Ce 10 décembre, Daniel Lozakovich avait choisi de nous interpréter le Concerto n°1 en sol mineur de Max Bruch. Œuvre de jeunesse, ce concerto assura une renommée mondiale à son compositeur. Ce coup de maître fut pourtant à l’origine d’une profonde frustration pour Bruch, tant il éclipsa le reste de son catalogue, à l’exception notable de son sublime Kol Nidrei pour violoncelle et de sa Symphonie écossaise. Comment ne pas être bouleversé par ce concerto qui, avec celui de Mendelssohn en mi mineur, figure parmi les pages les plus romantiques jamais écrites pour violon ? Remaniée avec les conseils du virtuose Joseph Joachim, la version définitive regorge d’élans de virtuosité et de lyrisme, taillés sur mesure pour le jeu de Daniel Lozakovich.
Étonnamment, c’est une lecture inhabituelle, tout en retenue, que le violoniste a choisi de nous proposer. Si cette approche se révèle par moments intéressante, mettant en valeur la finesse de son jeu, sublimée par son Stradivarius « ex-Sancy », cette retenue s’avère souvent frustrante, malgré sa complicité évidente avec Klaus Mäkelä et l’Orchestre de Paris.

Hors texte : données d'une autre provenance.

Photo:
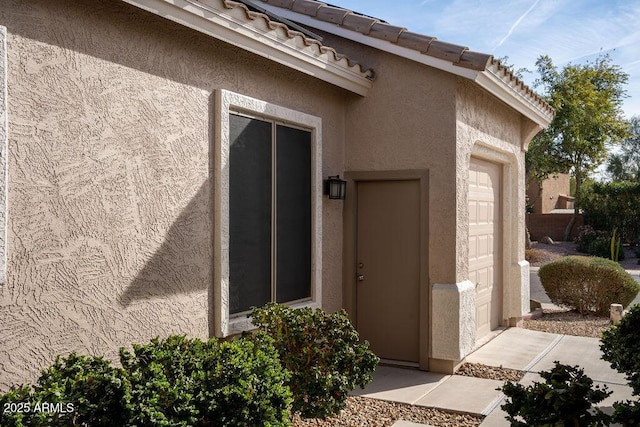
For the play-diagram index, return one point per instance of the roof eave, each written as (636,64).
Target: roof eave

En bis, Daniel Lozakovich offre la Sarabande de la Partita n°2 de Jean-Sébastien Bach, dans un jeu minimaliste, loin de son excellent enregistrement de 2018. Cela n’empêche pas le public de l’ovationner à quatre reprises.
La Symphonie en ré mineur de César Franck connaît un rapide succès en Europe et aux États-Unis dans les années qui suivent sa création parisienne en février 1889. Franck n’en saura pourtant rien : il meurt l’année suivante, renversé par un fiacre. Plus tragique encore, cet homme décrit comme d’un naturel doux se retrouve, du fait de cette symphonie, au centre d’une violente polémique au sein de la Société nationale de musique, fondée en 1871 par Camille Saint-Saëns. Trois ans auparavant, la volonté de certains membres d’ouvrir la société à la musique étrangère, essentiellement allemande, avait entraîné une scission, la démission de Saint-Saëns, alors président, et son remplacement par César Franck. Lorsque ce dernier présente sa symphonie, la fracture est à son paroxysme : l’œuvre est jugée par ses opposants « trop allemande », dans un contexte où la douleur de la défaite de Sedan demeure vive. La charge est telle que Charles Lamoureux, chef de l’Orchestre du Conservatoire de Paris, refuse d’en assurer la direction.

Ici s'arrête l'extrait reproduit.